Family breakdown is one of the key drivers in poverty for women. The scholar Allen Parkman has discovered that women living in American states with no fault divorce worked on average four and a half hours more per week than their counterparts in fault-based states. It also serves to widen the gap between the rich and the poor even further; a University of Essex study shows that half of all single parents are living in poverty. Even in that bright Nordic wonderland of Sweden the all-powerful and ever-generous welfare state has proved totally ineffective at breaking the link between family breakdown and poverty. There, parental separation is the biggest driver into child poverty by a large margin; among children in single-parent families, the incidence of poverty is more than three times as high, at 24%, than it is for those in families with two parents, where the figure is 8.1%. Furthermore, the number of Swedish households in poverty headed by a single parent is more than four times the number of households in poverty headed by couples.

We all know that hard cases make bad law. My hon. Friend’s motives in moving the motion are unassailable—they are even commendable. Not for a moment can we pretend that the current situation is good, efficient, useful or anything like ideal—I accept that. But when seeking to change that situation, we need to make sure that our actions do not have unintended consequences that fix one thing and make other things much worse. In the face of all this social research and all this evidence—I have had time to go into only some of it—we cannot pretend that no fault divorce will, on balance, have a positive impact on our society. That is what we have to look to, and I have set out what the evidence shows.

As I said at the beginning of my speech, I am not making any argument to do with morality; this is about evidence, scientific research and observable outcomes. Parliament does not exist in a vacuum. A Bill to bring about no fault divorce would have implications throughout the country and I suspect that that is why successive Labour and Conservative Governments have, in the end, balked at it. Other developed countries have introduced it, so we are capable of assessing its likely impact. I accept that there can be no doubt that it will lead to a simpler, less traumatic, less costly way of dissolving marriages that have suffered irretrievable breakdown, but the evidence shows that it comes with further consequences. Do we want to see more disadvantaged children? Do we want to see women poorer? Do we want to see women working longer hours? Do we want to see the wide variety of social problems that the Prime Minister so justly highlighted in Manchester last week deepen further in our society? The answer must surely be no.
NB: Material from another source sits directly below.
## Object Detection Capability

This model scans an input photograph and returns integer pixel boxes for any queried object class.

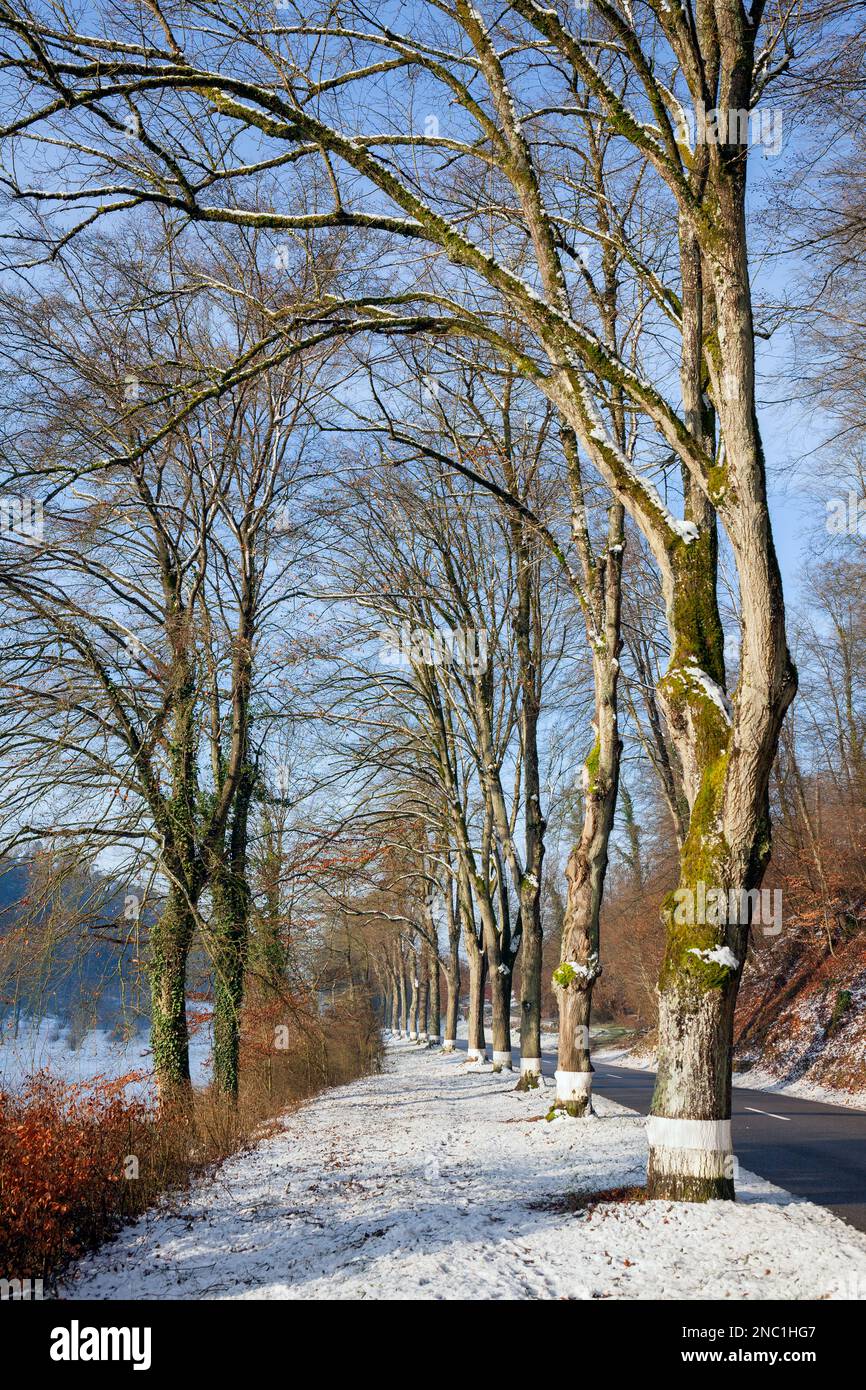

This is an important issue and it deserves further debate on Second Reading. I will therefore not attempt to vote down the Bill on First Reading. But before a Bill such as this is passed into law we have to pause, look at the evidence and consider its impact on the most disadvantaged in society. My view is that, after that Second Reading debate, we may well conclude, as our forebears did, that, for all its faults, the current divorce law is worth sticking with.

Question put (Standing Order No.23) and agreed to.

Ordered,

That Mr Richard Bacon, Mr Keith Simpson, Mr Henry Bellingham, Ms Gisela Stuart, Fiona Mactaggart, Kit Malthouse and Norman Lamb present the Bill.

Mr Richard Bacon accordingly presented the Bill.

Bill read the First time; to be read a Second time on Friday 4 December, and to be printed (Bill 77).